Cooking and Lysine, Protein, and Potassium
I was wondering mainly from the three items how much lysine is made bio-avaliable or that is able to be absorbed after cooking, based on whatever temperatures you are aware of but mainly in the situation of cooking a chicken breast or steak, just a percentage of lysine or something would be perfect or other information related to that. Also what do some on this forum feel is the daily value of Lysine. And how much protein and potassium remains after cooking; and just to mention whatever relative temperature and its effects you know would be really great. If there are other nutrients you know are effected or not effected by cooking that would be a great help. And I really appreciate anyone who can help or has tried to help.
Last edited by Baltimoretsg3984; 11-06-2011 at 12:33 AM.
If you're getting your protein from animals, and you're getting enough protein in general (at least 1g/kg of body weight) then you probably have enough lysine.
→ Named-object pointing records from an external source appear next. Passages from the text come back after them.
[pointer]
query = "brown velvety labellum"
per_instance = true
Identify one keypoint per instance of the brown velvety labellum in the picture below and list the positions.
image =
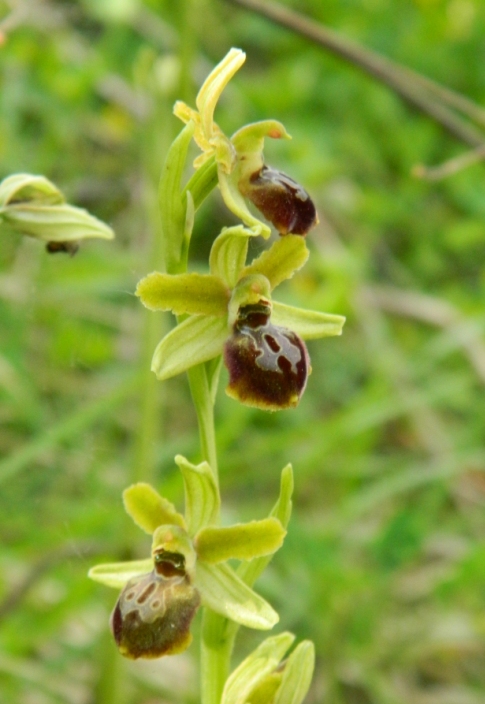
(153, 615)
(268, 365)
(281, 200)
Definitely if you have some collagen-rich animal foods (e.g. bone broth, chuck, shank, tendon). I've not heard of beef protein or potassium getting destroyed by cooking (though water does leach potassium out, so don't boil unless you're making a soup). FWIW according to self.com facts on cooked sirloin, beef muscle is approximately 8.4% lysine. So if you're getting 156g of protein from beef, you're getting 13g of lysine in it.